When running distributed training with torchrun across multiple nodes or processes, all workers can log metrics to the same experiment using a shared run_id. This enables unified tracking of distributed training runs.
How It Works
Pluto supports attaching multiple processes to the same experiment run. When the first process calls pluto.init(), a new run is created. Subsequent processes with the same run_id will attach to that existing run instead of creating new ones.
Setting Up Distributed Logging
1. Set a Shared Run ID
Before launching your distributed job, set the PLUTO_RUN_ID environment variable to a unique identifier:
export PLUTO_RUN_ID="experiment-123"
All processes that share this environment variable will log to the same experiment.
When using konduktor launch , PLUTO_RUN_ID is set to the job name by default so you don’t need to explicitly set it yourself.
2. Initialize Pluto in Your Training Script
In your training script, initialize Pluto after setting up the distributed process group:
import pluto
import torch.distributed as dist
# Initialize distributed training
dist.init_process_group()
rank = dist.get_rank()
# Initialize Pluto - all ranks will attach to the same run
run = pluto.init(project="my-project", name="ddp-training")
# Check if this process resumed an existing run
print(f"Rank {rank}: resumed={run.resumed}, run_id={run.id}")

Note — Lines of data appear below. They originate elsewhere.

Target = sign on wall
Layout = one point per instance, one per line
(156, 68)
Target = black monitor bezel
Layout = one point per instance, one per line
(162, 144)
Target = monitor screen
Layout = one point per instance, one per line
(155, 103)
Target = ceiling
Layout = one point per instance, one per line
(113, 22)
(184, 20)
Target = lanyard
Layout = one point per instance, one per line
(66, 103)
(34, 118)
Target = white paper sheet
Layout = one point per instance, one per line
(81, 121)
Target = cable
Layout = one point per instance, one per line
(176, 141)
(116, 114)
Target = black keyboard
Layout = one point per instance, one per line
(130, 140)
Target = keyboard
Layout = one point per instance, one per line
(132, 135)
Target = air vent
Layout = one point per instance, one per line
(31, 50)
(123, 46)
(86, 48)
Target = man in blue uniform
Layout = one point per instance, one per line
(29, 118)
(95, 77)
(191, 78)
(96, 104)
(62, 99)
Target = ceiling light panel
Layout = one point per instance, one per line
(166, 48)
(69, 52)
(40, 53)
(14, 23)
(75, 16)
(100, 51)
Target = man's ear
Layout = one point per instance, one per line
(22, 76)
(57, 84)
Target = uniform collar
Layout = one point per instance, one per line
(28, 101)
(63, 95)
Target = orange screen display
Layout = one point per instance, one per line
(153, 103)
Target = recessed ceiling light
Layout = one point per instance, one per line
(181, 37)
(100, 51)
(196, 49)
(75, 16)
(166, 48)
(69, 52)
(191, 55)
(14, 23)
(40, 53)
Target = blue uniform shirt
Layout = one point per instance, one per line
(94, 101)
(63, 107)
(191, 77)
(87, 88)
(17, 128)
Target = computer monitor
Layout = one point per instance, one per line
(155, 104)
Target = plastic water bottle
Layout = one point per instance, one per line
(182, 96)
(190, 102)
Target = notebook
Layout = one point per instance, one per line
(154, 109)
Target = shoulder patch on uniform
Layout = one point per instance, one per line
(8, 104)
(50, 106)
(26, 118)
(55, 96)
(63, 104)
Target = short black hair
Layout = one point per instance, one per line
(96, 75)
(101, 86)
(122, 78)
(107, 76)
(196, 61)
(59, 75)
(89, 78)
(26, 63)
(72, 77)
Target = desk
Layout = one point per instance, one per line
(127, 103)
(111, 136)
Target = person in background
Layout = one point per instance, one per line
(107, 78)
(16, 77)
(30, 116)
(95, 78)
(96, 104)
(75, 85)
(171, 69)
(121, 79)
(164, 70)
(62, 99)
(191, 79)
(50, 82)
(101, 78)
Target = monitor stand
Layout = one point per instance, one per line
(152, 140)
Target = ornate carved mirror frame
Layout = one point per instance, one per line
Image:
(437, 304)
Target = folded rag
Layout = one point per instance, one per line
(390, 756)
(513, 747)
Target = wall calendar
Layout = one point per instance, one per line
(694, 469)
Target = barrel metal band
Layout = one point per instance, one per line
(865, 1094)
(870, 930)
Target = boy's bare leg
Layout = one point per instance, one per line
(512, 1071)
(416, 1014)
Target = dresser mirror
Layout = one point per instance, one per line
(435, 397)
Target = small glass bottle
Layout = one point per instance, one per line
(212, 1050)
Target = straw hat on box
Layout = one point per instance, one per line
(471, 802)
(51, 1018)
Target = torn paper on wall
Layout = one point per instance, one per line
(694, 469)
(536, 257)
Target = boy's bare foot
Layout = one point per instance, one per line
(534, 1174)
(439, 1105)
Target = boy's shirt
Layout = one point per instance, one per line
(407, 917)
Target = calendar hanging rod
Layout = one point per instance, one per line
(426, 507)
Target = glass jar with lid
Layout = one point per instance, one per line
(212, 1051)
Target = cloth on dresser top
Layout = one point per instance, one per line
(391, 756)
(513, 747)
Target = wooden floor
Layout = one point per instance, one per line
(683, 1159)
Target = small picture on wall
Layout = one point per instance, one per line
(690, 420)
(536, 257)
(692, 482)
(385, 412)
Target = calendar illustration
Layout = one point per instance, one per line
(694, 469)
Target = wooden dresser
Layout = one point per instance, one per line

3. Log Metrics with Rank Prefixes
To distinguish metrics from different processes, prefix them with the rank:
# Log rank-specific metrics
run.log({f"train/loss/rank{rank}": loss})
# Or log only from rank 0 for global metrics
if rank == 0:
run.log({"global/epoch": epoch, "global/learning_rate": lr})
Complete Example
Here’s a full example for a Konduktor task that runs distributed training with Pluto logging:
name: distributed-training-with-logging
resources:
image_id: nvcr.io/nvidia/pytorch:23.10-py3
accelerators: H100:8
cpus: 60
memory: 500
labels:
kueue.x-k8s.io/queue-name: user-queue
num_nodes: 2
run: |
# (optional) Set shared run ID for all processes
export PLUTO_RUN_ID="training-123"
# Launch distributed training
torchrun --nproc_per_node=$NUM_GPUS_PER_NODE \
--nnodes=$NUM_NODES \
--node_rank=$RANK \
--master_addr=$MASTER_ADDR \
--master_port=8008 \
train.py
And the corresponding training script:
# train.py
import os
import pluto
import torch
import torch.distributed as dist
def main():
# Initialize distributed
dist.init_process_group(backend="nccl")
rank = dist.get_rank()
world_size = dist.get_world_size()
local_rank = int(os.environ.get("LOCAL_RANK", 0))
# Set device
torch.cuda.set_device(local_rank)
# Initialize Pluto - all processes attach to same run via PLUTO_RUN_ID
config = {
"world_size": world_size,
"learning_rate": 0.001,
"batch_size": 32,
}
run = pluto.init(
project="distributed-training",
name="ddp-experiment",
config=config if rank == 0 else None, # Only rank 0 sets config
)
# Training loop
for epoch in range(num_epochs):
for batch_idx, (data, target) in enumerate(train_loader):
# ... training step ...
loss = train_step(model, data, target)
# Log loss from each rank
run.log({f"train/loss/rank{rank}": loss.item()})
# Log epoch-level metrics from rank 0
if rank == 0:
run.log({"train/epoch": epoch})
run.finish()
dist.destroy_process_group()
if __name__ == "__main__":
main()
Run Properties
The run object provides useful properties for distributed scenarios:
| Property | Type | Description |
|---|
run.resumed | bool | True if this process attached to an existing run |
run.run_id | str | The user-provided external run ID |
run.id | int | The server-assigned numeric run ID |
Environment Variables
Pluto recognizes the following environment variables for distributed logging:
| Variable | Description |
|---|
PLUTO_RUN_ID | Primary environment variable for shared run identification |
MLOP_RUN_ID | Fallback environment variable (for compatibility) |
Best Practices
- Set run_id before launching: Ensure
PLUTO_RUN_ID is set before calling torchrun so all processes inherit the same value.
- Use rank prefixes: Prefix metrics with the rank to distinguish data from different processes in the dashboard.
- Log config from rank 0 only: Pass
config only from rank 0 to avoid duplicate metadata.
- Unique run IDs: Include a timestamp or UUID in your run ID to ensure each training run is distinct.
Handle the name parameter: The name parameter is only used when creating a new run. Processes that resume an existing run will ignore this parameter (a warning is logged to indicate this).